Pass through the Taurus Mountains

The Cilician Gates or Gülek Pass is a pass through the Taurus Mountains connecting the low plains of Cilicia to the Anatolian Plateau, by way of the narrow gorge of the Gökoluk River. Its highest elevation is about 1000 m.

The Cilician Gates have been a major commercial and military artery for millennia. In the early 20th century, a narrow-gauge railway was built through them, and today, the Tarsus-Ankara Highway (E90, O-21) passes through them.

The southern end of the Cilician gates is about 44 km north of Tarsus and the northern end leads to Cappadocia.

==History==
Yumuktepe (modern Mersin), which guards the Adana side of the gateway, with 23 layers of occupation, is at 4,500 BCE, one of the oldest fortified settlements in the world. The ancient pathway was a track for mule caravans, not wheeled vehicles. The Hittites, Greeks, Alexander the Great, the Romans, Byzantines, Sasanians, Mongols, and the Crusaders of the First Crusade have all traveled this route during their campaigns. The Bible testifies that Saint Paul of Tarsus and Silas went this way as they went through Syria and Cilicia. The Book of Galatians speaks of the cities of Derbe, Lystra, and Iconium - cities visited by Paul on his first journey (Acts 14; Gal. 1:2), with the purpose of strengthening their churches, at the beginning of the second preaching journey (Acts 15:40-41).

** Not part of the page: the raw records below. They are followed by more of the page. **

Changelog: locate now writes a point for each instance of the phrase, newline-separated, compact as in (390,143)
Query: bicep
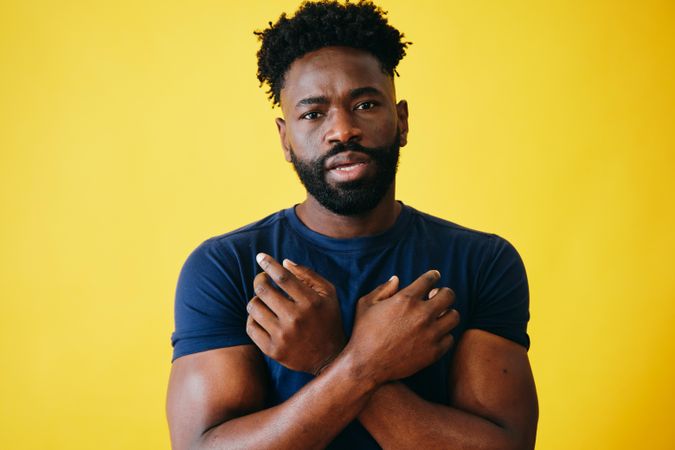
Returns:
(211,387)
(491,377)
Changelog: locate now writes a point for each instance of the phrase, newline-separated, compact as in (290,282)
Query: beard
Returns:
(356,197)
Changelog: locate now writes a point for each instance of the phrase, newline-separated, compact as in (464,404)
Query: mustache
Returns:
(373,152)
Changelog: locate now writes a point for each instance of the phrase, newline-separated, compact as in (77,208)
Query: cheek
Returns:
(304,140)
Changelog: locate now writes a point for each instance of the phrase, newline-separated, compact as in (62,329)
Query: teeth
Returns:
(347,168)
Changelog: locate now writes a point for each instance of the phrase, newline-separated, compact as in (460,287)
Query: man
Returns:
(351,320)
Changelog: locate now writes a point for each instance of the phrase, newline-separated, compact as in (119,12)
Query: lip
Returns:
(347,158)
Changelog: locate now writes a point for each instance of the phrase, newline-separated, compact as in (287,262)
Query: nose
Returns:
(341,127)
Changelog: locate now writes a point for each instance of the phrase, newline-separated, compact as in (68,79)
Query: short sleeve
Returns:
(502,299)
(210,305)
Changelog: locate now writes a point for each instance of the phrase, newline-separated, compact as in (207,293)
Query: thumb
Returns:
(309,277)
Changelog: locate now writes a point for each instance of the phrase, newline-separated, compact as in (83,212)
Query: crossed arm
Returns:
(217,398)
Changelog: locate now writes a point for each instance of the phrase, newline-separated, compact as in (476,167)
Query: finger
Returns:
(442,300)
(309,277)
(383,291)
(262,314)
(422,285)
(258,335)
(270,296)
(296,289)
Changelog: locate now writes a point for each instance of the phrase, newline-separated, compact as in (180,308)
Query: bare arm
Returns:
(493,403)
(493,399)
(206,406)
(215,400)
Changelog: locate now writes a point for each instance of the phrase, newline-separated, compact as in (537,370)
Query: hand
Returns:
(303,332)
(396,334)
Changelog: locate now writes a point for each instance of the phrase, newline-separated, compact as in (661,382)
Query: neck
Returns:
(323,221)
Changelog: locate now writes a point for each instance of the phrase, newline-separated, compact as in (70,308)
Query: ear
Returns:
(402,113)
(281,127)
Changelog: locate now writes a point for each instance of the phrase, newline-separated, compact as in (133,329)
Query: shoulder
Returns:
(436,228)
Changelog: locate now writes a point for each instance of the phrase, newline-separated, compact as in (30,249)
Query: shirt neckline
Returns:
(388,237)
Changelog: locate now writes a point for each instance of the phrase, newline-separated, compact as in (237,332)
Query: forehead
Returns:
(333,72)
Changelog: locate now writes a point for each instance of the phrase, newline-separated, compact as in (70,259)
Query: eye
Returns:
(312,115)
(365,105)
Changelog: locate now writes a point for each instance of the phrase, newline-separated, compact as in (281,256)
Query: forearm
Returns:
(399,419)
(309,419)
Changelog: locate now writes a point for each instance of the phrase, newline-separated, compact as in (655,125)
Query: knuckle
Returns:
(282,277)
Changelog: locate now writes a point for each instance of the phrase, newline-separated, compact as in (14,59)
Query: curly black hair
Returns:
(318,24)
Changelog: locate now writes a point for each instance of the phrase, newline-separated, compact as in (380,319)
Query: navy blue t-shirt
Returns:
(484,270)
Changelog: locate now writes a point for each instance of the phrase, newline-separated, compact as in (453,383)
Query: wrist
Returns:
(357,367)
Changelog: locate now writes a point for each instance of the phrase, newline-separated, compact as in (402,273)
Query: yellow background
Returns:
(131,131)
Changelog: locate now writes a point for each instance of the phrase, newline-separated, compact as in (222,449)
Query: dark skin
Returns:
(216,398)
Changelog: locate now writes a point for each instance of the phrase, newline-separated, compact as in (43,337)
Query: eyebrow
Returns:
(354,93)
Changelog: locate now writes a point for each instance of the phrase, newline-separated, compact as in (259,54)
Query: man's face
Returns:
(342,129)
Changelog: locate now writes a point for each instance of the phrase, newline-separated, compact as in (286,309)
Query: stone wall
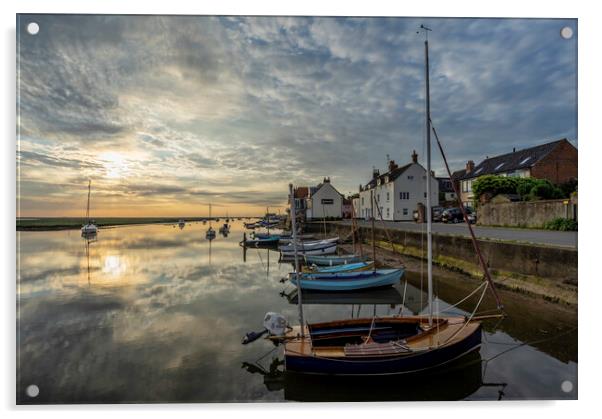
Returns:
(558,264)
(525,214)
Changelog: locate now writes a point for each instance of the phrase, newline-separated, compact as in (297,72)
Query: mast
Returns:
(372,218)
(429,227)
(294,227)
(88,206)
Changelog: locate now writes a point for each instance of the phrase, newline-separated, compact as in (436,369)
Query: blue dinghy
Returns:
(348,281)
(349,267)
(333,260)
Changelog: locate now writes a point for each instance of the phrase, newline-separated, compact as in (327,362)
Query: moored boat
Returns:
(333,260)
(348,281)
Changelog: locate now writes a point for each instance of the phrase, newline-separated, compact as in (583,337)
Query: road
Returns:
(546,237)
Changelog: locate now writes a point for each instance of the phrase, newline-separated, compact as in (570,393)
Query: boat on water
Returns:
(385,345)
(324,249)
(268,241)
(308,245)
(348,267)
(89,228)
(333,260)
(347,281)
(210,234)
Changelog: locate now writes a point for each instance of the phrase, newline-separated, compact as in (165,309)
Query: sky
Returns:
(166,114)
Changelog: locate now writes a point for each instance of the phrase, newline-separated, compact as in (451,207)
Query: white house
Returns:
(397,192)
(324,201)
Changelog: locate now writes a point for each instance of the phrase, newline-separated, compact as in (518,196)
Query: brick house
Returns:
(555,161)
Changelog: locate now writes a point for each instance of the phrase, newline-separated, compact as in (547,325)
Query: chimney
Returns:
(414,157)
(392,165)
(469,166)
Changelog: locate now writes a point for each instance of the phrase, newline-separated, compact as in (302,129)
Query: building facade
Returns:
(324,201)
(555,161)
(397,192)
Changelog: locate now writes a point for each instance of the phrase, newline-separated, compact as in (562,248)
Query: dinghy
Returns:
(333,259)
(348,281)
(349,267)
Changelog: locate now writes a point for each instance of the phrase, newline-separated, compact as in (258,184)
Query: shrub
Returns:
(493,185)
(561,224)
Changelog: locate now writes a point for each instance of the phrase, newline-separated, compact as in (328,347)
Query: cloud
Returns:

The distance from the Anatolian plateau to the Cilician plain is about 110 km. In ancient times, this was a journey of nearly five days. Saint Paul spoke, according to the Bible, about being in "dangers from rivers" and "dangers from robbers" (2 Cor. 11:26). This may explain why one of the world's oldest fortresses was built at the southeastern end of the Cilician Gates around 4500 BCE. The Army of the Ten Thousand, Alexander the Great before the Battle of Issus, Paul of Tarsus on his way to the Galatians, and part of the army of the First Crusade all passed through the Cilician Gates. The Crusaders allied themselves with the Armenian Kingdom of Cilicia.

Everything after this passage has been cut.